Asian equities leapt after the Fed plotted a more hawkish path by speeding up the taper of its pandemic financial support and flagged a number of interest rate hikes over the coming years.
London stocks added to gains after the Bank of England hiked its key interest rate from a record-low 0.10 percent to 0.25 percent, as it seeks to combat decade-high inflation despite fears that Omicron could slow economic growth.
The pound jumped higher on the news.
Eurozone stocks also added to gains after the ECB, as expected held interest rates at record lows, but also signalled it would end pandemic-era stimulus measures in March.
Wall Street jumped Wednesday after the Fed news removed a large amount of uncertainty, and they pushed even higher at the open of trading on Thursday.
Oil prices advanced on strong US energy demand.
– Santa Rally –
“Is the Santa Rally finally here? Markets certainly seem to have a spring in their step, with the major indices across Europe, Asia and the US all pushing forward,” said AJ Bell investment director Russ Mould.

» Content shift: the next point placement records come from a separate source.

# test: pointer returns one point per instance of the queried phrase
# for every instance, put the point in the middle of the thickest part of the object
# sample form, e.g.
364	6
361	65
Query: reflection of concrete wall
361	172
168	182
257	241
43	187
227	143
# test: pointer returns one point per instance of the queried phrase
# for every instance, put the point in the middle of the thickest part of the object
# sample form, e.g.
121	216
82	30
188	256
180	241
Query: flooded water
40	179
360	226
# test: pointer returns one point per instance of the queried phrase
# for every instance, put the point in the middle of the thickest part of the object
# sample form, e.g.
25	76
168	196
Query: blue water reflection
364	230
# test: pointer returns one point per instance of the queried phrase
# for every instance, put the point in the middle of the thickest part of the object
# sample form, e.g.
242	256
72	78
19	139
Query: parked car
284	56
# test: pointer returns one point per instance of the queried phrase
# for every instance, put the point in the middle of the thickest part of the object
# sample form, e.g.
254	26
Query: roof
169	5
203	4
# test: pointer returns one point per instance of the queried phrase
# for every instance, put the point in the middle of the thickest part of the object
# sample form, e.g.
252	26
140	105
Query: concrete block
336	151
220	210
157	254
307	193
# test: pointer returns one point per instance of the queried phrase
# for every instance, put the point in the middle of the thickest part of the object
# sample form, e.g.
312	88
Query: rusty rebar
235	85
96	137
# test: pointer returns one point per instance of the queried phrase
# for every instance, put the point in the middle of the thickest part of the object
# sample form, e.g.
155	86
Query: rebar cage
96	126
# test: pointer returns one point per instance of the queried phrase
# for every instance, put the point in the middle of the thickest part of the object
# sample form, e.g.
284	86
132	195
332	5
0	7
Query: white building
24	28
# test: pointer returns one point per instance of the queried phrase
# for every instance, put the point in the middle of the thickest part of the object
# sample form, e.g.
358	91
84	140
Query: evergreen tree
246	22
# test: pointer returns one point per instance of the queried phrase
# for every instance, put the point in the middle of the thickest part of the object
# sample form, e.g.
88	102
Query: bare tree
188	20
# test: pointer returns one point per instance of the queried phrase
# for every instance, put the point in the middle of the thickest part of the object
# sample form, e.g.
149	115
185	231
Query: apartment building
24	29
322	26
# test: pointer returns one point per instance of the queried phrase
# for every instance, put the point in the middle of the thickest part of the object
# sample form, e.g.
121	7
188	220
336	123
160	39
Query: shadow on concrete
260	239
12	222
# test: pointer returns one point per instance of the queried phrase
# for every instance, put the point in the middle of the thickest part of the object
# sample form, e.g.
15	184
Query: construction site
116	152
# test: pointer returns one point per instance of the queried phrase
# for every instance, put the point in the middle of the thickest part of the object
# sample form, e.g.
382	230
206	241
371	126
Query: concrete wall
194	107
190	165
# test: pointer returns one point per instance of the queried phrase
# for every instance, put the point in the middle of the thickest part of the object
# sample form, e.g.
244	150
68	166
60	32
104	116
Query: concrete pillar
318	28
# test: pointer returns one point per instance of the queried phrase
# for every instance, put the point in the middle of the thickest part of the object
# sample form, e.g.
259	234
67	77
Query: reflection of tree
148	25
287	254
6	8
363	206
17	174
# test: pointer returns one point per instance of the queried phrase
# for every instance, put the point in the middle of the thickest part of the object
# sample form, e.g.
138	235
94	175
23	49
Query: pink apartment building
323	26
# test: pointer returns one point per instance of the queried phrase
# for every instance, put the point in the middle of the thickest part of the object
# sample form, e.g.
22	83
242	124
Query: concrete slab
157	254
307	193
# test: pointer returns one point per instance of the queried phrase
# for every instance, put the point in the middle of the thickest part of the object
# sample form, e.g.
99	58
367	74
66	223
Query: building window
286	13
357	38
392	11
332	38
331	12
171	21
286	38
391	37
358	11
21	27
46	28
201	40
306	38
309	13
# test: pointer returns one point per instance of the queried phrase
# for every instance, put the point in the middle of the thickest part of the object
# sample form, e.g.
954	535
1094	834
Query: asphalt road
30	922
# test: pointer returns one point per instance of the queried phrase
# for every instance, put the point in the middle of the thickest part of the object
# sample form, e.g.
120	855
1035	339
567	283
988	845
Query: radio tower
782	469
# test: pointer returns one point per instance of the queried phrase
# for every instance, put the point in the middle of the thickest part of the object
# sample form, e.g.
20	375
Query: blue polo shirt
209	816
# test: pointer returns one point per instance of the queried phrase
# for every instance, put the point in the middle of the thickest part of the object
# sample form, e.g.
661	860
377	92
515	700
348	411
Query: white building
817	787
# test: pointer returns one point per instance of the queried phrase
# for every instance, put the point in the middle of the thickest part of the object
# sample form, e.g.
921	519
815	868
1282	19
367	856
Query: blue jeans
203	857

“The US Federal Reserve’s monetary policy update last night has gone down well with the markets.
“The prospect of three US interest rate hikes in 2022 would suggest the central bank has a clear plan to not let inflation get out of control. Equally, it isn’t being too aggressive to trip up the economy.”

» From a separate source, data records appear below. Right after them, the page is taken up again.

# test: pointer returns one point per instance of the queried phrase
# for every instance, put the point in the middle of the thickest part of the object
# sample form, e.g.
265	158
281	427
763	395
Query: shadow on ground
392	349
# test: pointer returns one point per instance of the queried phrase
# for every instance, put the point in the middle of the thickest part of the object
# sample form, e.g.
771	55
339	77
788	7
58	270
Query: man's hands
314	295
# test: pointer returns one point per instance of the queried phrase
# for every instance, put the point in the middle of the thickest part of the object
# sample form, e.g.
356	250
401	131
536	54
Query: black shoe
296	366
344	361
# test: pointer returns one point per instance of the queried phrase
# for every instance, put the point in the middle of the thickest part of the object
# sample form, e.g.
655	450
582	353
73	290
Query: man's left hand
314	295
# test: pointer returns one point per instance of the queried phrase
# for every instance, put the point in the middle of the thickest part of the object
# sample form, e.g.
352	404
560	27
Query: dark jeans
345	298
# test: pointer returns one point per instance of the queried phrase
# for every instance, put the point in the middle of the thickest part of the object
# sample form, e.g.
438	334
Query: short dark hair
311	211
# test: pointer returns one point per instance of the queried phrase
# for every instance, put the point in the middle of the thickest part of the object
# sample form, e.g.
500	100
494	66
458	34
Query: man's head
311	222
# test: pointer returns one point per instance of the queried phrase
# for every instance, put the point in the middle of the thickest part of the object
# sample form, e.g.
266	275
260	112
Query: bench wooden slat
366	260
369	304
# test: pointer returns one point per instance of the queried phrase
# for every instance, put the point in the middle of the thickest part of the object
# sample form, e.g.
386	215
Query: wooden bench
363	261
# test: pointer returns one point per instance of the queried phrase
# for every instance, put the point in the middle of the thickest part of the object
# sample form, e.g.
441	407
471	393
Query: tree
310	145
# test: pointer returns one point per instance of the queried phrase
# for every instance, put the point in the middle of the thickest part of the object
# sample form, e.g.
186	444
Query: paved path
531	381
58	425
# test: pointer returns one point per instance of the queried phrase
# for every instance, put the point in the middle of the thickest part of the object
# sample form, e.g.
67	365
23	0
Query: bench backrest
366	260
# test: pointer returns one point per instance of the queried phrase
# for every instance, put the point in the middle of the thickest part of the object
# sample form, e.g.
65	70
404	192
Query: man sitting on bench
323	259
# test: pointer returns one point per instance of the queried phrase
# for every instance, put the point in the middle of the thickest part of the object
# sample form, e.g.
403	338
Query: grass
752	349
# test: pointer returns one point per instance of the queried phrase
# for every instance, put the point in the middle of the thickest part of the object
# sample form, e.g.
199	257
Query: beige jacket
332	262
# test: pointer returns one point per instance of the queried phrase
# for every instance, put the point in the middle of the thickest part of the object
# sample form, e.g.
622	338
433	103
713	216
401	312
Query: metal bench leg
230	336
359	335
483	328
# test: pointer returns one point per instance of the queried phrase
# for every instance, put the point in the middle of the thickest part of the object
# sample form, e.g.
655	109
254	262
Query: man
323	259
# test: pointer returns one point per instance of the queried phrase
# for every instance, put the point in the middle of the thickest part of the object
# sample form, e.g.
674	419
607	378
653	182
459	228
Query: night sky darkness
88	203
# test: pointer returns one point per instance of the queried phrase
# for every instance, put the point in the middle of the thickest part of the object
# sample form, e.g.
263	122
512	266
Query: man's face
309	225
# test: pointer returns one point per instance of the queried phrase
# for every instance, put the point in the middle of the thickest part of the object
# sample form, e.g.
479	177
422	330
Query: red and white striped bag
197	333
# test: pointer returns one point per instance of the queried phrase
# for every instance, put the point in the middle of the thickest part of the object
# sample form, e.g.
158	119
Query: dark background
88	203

Fed policymakers said they would end their bond-buying programme in March, allowing them to begin hiking borrowing costs.
Central banks are grappling with red hot inflation fuelled by reopening economies, runaway energy prices, the supply crunch and resurgent commodities.
Both the BoE’s rate hike and even the ECB’s announcement that it would end pandemic-era bond purchases signalled policymakers are taking inflation pressures more seriously.
However they also insisted they remain on standby, should Omicron spark new lockdowns and shutter swathes of the world economy once more.
The ECB indicated it would boost non-pandemic support after March, and said it could reactivate bond purchases under the pandemic era programme if needed.
“The ECB clearly did not want to create a cliff edge effect by abruptly reducing total (bond purchases) by 60 billion euros per month,” said analyst Fawad Razaqzada at ThinkMarkets.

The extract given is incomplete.